Yorumlara ve haberlere bakarak hükümetin kurun biraz daha yüksek bir seviyede olmasına göz yumacağını düşünüyorum.
Yine BİSt’in ikinci aşamada hükumet hanesinde olumlu etki yapması için Varlık Fonu ve yandaş üzerinden hisse alımlarıyla yüksek tutulmasına çalışılacak.
Büyük olasılıkla dövizi baskılayacak mermi kalmadığından, ve dış kaynakların tamamı da kullanılacağından ekonomi yönetiminin 15 gün boyunca kontrol altında tutulabilmesi bana zor gibi geliyor.
Seçim kampanyalarının hız kazanması, kullanılan argumanların değişmesi, yeni ve değişik pazarlıkların olması normal.
Eğer döviz kurlarını, BİST ve temel ekonomi parametrelerini kontrol altında tutabilirler, iç ve dış politikada önemli değişiklikler olmazsa ilk turda elde edilen sonuçların bir benzeri ortaya çıkar.
Matematik gibidir, denkleme ek bir parametre girmediği sürece sonuç hep aynı çıkar.
Yok 15 gün içinde ekonomik buhranı halkın algı alına taşıyabilecek önemli OLUMSUZ olaylar olursa 2.turda Millet İttifakının bir şansı olabilir.
İç ve dış politikada olabilecek savaş, suikast, yaygın sokak olayları gibi BÜYÜK olumsuzluklar belli olmaz, MİLLET İTTİFAKININ oy oranlarını artırır, ya da azaltabilir.
Kesin olan şey ikinci tur sonucu nolursa olsun, ekonomik buhran bütün parametreleriyle kendini gösterecektir.
Hükümetin ekonomik olumsuzlukları gizlemesi imkanı yoktur.
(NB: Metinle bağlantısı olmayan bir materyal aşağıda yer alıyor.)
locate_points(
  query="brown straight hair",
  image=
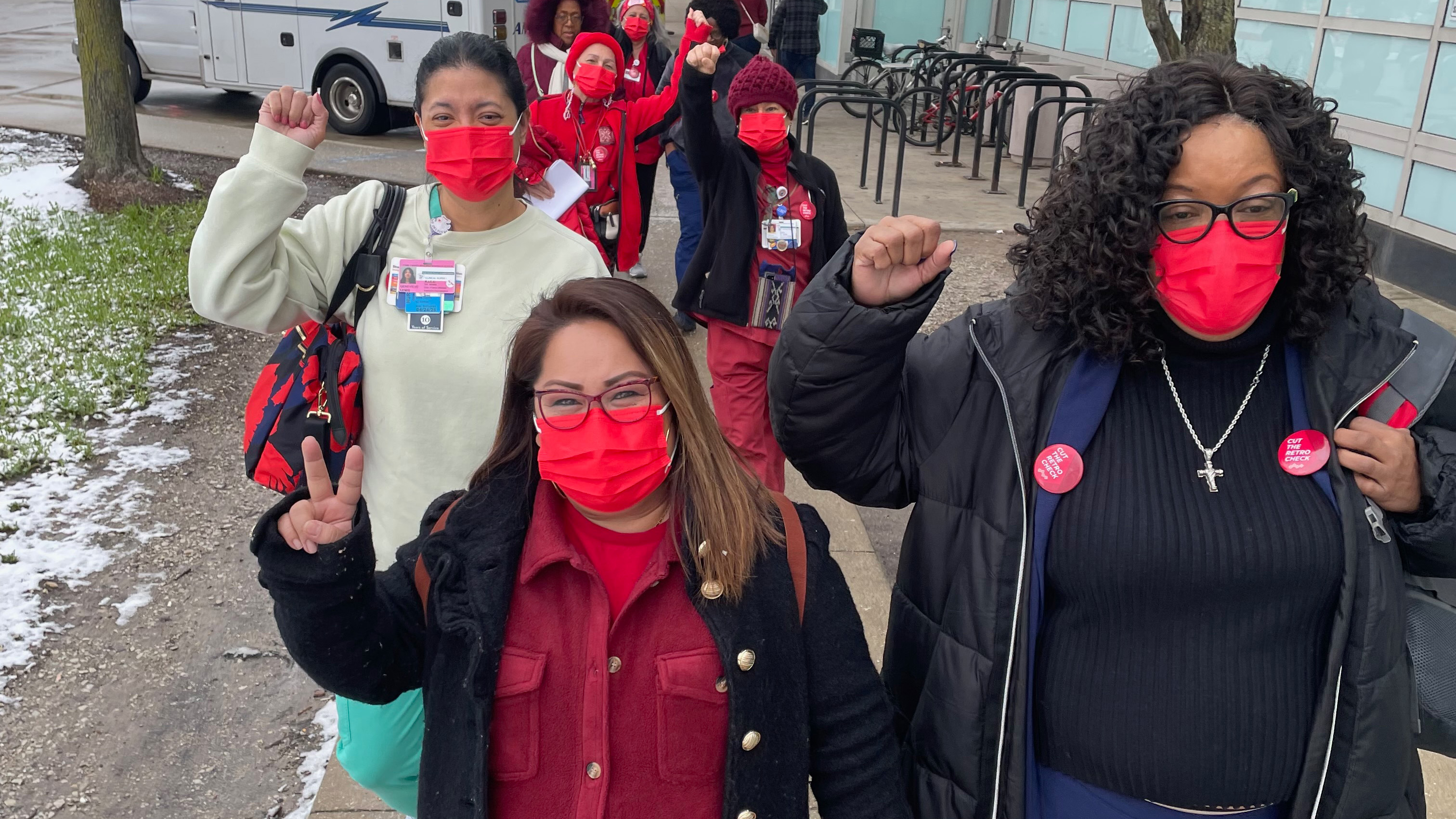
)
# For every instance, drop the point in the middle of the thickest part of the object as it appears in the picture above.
(715, 499)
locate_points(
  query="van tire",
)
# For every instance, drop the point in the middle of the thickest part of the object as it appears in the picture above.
(139, 87)
(353, 101)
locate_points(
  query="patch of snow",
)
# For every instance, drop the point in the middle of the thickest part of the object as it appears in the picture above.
(76, 518)
(43, 185)
(137, 599)
(315, 763)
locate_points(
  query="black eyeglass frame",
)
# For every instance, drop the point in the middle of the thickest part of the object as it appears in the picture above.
(1290, 200)
(541, 412)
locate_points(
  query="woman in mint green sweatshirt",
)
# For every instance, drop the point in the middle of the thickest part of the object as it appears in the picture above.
(433, 398)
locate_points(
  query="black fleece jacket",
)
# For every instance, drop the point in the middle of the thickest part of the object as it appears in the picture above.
(727, 174)
(868, 407)
(813, 691)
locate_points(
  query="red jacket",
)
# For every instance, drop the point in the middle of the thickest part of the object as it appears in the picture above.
(598, 719)
(609, 134)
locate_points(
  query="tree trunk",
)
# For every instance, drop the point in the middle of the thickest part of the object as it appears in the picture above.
(1159, 25)
(113, 145)
(1209, 26)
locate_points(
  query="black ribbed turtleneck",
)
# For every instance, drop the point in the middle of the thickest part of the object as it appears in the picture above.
(1184, 632)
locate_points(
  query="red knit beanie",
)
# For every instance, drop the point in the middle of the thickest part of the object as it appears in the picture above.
(587, 40)
(762, 80)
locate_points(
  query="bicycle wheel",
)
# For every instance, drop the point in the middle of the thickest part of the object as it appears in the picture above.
(889, 84)
(859, 72)
(925, 113)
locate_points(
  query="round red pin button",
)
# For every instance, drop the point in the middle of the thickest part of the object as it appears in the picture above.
(1057, 468)
(1303, 452)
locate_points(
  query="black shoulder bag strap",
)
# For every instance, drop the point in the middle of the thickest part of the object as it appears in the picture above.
(360, 277)
(362, 273)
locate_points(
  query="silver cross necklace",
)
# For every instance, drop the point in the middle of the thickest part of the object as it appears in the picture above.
(1209, 474)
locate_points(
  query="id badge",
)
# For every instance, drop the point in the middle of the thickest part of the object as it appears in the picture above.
(427, 323)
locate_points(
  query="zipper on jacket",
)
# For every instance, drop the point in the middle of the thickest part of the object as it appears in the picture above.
(1021, 575)
(1377, 521)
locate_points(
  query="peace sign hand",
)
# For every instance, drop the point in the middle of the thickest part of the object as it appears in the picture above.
(325, 516)
(897, 257)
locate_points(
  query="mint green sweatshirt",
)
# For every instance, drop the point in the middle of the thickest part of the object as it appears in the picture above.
(431, 400)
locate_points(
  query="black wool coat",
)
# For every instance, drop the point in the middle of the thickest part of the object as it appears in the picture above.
(718, 280)
(813, 691)
(872, 410)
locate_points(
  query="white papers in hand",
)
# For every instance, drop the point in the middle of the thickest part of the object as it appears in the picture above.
(568, 190)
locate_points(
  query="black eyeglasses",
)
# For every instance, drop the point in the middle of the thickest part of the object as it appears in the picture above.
(567, 408)
(1260, 216)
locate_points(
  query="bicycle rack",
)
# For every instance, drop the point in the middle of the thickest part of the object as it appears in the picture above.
(892, 108)
(990, 107)
(951, 78)
(1028, 149)
(1062, 126)
(807, 87)
(1008, 107)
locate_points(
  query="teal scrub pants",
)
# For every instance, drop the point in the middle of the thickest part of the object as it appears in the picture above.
(379, 748)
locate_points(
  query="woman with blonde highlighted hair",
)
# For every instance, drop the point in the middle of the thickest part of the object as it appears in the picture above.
(612, 620)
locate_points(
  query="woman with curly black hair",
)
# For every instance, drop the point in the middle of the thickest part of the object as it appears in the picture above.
(1165, 492)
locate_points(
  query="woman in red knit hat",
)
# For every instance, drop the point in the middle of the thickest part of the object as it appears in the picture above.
(599, 134)
(777, 216)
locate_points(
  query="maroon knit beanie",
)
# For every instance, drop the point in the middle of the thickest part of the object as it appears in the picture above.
(762, 80)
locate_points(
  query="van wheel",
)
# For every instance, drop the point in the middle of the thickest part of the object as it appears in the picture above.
(353, 101)
(136, 85)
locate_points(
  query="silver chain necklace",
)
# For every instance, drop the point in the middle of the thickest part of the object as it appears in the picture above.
(1209, 473)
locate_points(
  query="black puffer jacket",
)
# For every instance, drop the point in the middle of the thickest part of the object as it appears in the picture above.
(363, 635)
(950, 422)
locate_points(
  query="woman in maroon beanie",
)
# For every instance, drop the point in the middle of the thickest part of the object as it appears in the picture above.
(778, 218)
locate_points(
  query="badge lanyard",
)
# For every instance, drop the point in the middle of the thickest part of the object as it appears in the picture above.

Seçim sonuçlarına göre senaryolar kırk katır mı, kırk satır mı arasında değişir.
En kötü senaryo gücü her iki ittifak arasında meclis ve başkanlığa pay edecek sonuçlar.
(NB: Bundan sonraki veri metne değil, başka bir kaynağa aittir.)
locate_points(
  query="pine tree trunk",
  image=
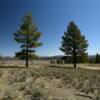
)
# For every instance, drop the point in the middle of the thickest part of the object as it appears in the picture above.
(26, 63)
(27, 53)
(74, 56)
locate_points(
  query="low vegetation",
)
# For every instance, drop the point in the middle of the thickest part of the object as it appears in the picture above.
(49, 83)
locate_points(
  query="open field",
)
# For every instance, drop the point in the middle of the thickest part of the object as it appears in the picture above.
(49, 83)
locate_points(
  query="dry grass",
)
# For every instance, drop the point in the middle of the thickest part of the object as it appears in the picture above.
(48, 83)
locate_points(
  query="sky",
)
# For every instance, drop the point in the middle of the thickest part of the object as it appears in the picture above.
(51, 18)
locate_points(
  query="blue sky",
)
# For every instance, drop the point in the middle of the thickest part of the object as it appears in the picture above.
(52, 18)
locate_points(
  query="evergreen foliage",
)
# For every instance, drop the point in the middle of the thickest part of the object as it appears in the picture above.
(28, 37)
(73, 42)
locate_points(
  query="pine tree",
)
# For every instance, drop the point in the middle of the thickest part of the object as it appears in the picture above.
(73, 42)
(28, 36)
(97, 59)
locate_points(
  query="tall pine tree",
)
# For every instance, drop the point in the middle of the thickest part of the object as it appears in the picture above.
(73, 42)
(28, 37)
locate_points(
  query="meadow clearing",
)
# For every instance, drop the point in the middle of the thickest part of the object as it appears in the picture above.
(50, 82)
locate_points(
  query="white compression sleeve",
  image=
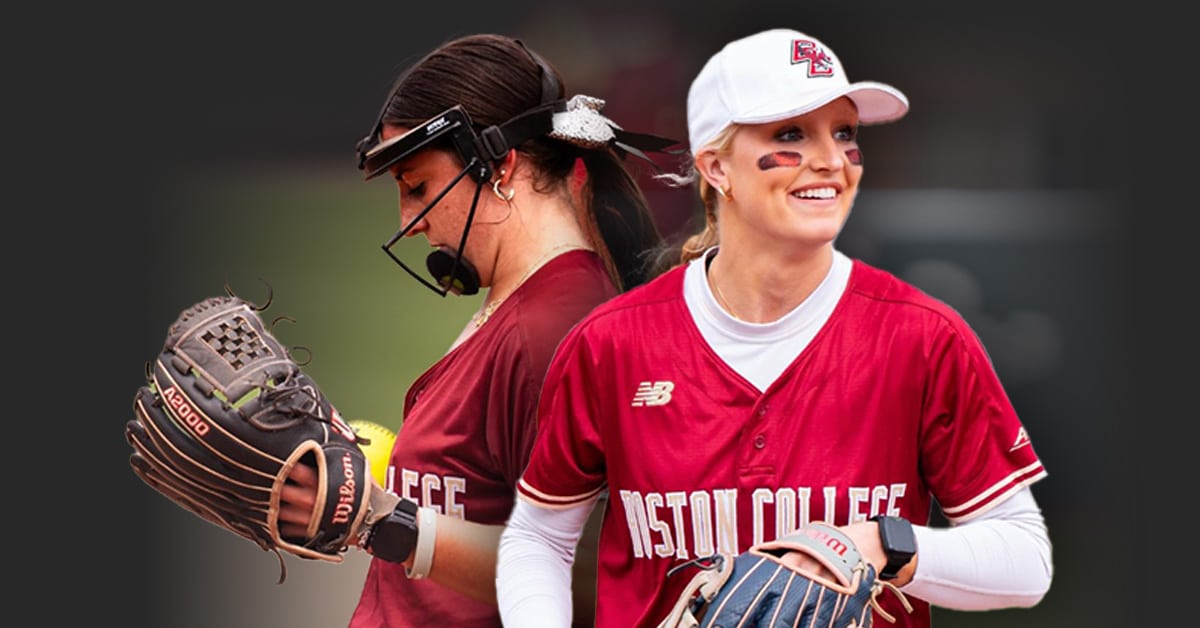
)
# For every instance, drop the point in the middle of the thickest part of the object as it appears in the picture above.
(533, 572)
(999, 560)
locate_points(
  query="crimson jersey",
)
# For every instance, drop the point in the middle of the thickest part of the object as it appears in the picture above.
(469, 423)
(893, 404)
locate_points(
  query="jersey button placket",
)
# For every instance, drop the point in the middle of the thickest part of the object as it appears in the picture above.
(760, 440)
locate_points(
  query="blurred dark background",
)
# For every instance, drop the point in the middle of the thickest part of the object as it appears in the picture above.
(165, 155)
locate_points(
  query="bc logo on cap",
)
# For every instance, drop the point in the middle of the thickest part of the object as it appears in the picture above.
(807, 51)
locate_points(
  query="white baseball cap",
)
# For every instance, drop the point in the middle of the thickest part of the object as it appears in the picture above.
(777, 75)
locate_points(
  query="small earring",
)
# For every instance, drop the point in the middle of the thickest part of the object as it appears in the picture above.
(502, 196)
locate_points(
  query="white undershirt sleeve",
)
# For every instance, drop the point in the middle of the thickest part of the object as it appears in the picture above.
(533, 572)
(1002, 558)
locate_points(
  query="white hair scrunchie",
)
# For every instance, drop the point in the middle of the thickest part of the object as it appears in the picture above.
(582, 125)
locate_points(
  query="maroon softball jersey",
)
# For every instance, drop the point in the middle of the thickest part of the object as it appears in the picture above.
(469, 424)
(892, 405)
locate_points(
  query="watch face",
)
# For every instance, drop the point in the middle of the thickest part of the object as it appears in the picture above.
(898, 537)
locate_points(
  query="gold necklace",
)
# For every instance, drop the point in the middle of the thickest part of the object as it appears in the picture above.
(489, 309)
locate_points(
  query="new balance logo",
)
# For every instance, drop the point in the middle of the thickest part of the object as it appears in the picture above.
(653, 394)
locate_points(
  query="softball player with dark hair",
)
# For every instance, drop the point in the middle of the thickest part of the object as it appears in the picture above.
(521, 191)
(769, 381)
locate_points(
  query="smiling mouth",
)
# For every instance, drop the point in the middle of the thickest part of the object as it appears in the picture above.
(821, 193)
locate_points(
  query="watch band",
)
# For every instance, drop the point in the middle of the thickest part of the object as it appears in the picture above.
(899, 544)
(394, 537)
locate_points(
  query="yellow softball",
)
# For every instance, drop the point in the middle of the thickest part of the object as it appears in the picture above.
(378, 452)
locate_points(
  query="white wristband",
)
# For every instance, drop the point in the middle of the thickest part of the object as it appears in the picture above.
(426, 533)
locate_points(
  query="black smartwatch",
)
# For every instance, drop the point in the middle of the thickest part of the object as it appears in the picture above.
(395, 537)
(899, 543)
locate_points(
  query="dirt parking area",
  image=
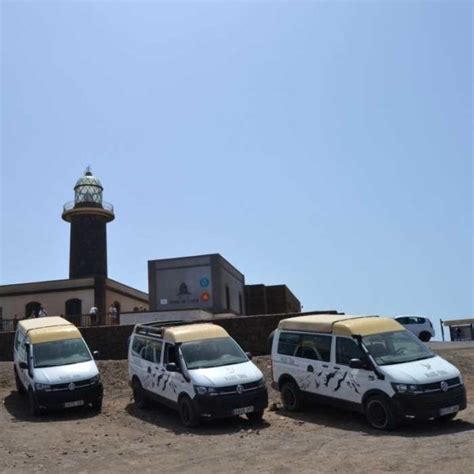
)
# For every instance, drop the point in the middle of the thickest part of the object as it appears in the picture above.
(321, 439)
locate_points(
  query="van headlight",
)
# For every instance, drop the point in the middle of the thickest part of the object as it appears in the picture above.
(407, 388)
(96, 379)
(201, 390)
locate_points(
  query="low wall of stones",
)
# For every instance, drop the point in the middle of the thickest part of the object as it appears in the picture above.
(251, 332)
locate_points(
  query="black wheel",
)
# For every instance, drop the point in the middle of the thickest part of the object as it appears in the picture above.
(445, 418)
(379, 413)
(33, 406)
(19, 386)
(425, 336)
(255, 416)
(97, 405)
(187, 413)
(139, 395)
(291, 396)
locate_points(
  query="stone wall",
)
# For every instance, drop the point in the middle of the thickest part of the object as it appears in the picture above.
(251, 332)
(6, 345)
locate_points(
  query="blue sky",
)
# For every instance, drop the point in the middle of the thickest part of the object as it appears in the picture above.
(325, 145)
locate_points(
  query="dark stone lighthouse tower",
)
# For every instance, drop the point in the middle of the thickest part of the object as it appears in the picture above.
(88, 215)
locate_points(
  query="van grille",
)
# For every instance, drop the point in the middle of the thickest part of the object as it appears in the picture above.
(65, 386)
(436, 386)
(233, 388)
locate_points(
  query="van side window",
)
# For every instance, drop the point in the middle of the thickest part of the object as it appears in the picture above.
(153, 351)
(138, 344)
(307, 346)
(347, 349)
(287, 343)
(171, 355)
(314, 347)
(19, 340)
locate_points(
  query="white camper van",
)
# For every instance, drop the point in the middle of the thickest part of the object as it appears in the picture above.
(365, 363)
(197, 369)
(54, 366)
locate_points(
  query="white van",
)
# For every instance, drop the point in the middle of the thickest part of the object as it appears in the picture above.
(365, 363)
(197, 369)
(54, 366)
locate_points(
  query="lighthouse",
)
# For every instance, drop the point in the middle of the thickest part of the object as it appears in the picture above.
(88, 215)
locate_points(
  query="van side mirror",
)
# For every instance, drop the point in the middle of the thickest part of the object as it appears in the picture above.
(356, 364)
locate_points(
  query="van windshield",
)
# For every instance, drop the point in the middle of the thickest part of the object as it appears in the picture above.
(212, 353)
(396, 348)
(56, 353)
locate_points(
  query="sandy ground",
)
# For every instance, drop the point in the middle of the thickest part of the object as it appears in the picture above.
(123, 438)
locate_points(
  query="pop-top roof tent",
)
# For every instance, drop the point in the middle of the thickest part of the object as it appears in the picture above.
(181, 331)
(48, 329)
(341, 325)
(194, 332)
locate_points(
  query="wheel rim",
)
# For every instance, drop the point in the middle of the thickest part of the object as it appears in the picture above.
(378, 414)
(32, 403)
(289, 397)
(137, 394)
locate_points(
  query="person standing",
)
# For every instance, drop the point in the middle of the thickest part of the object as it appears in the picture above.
(93, 314)
(113, 314)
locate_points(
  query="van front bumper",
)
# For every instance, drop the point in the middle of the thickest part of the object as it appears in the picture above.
(428, 405)
(57, 399)
(223, 406)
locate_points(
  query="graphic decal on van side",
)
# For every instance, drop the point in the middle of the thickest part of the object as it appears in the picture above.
(339, 382)
(318, 378)
(329, 377)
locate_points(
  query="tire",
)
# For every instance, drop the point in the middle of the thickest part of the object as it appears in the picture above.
(139, 395)
(19, 386)
(97, 405)
(291, 396)
(187, 413)
(255, 416)
(379, 413)
(446, 418)
(425, 336)
(33, 406)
Onun az daha kötüsü, Cumhur ittifakının azalan oy oranlarıyla hem başkanlığı, hem meclisi elde etmesi.
Onu daha az kötüsü, Millet ittifakının hem meclisi, hem başkanlığı elde etmesi ki, mevcut şartlarda buna imkân yok.
Ekonomik buhrandan çıkma imkanı elbette vardır.
Ancak, bunun kolay, sancısız, acısız bir yolu yoktur.
Ben her şekilde önümüzdeki dönemde işisizliğe, üç haneli enflasyona, ekonomik küçülmeye, iflaslara hem kişisel olarak hem de toplumsal olarak hazırlanmanın önemine dikkat çekmek istiyorum.
Son seçimde yaşanan hüsran ve isyan duyguları ile gönül bağları kırılan solcu arkadaşlarımı uyarmak isterim.
Eğer Maslov’un ihtiyaçlar piramidinde en altta yer alan beslenme, barınma, ısınma gibi ihtiyaçlar geniş kitlelere sağlanamazsa ortaya çıkacak sosyal patlamalara kimse engel olamaz.
Ve sol özellikle de ekonomik buhran dönemlerinde lazımdır.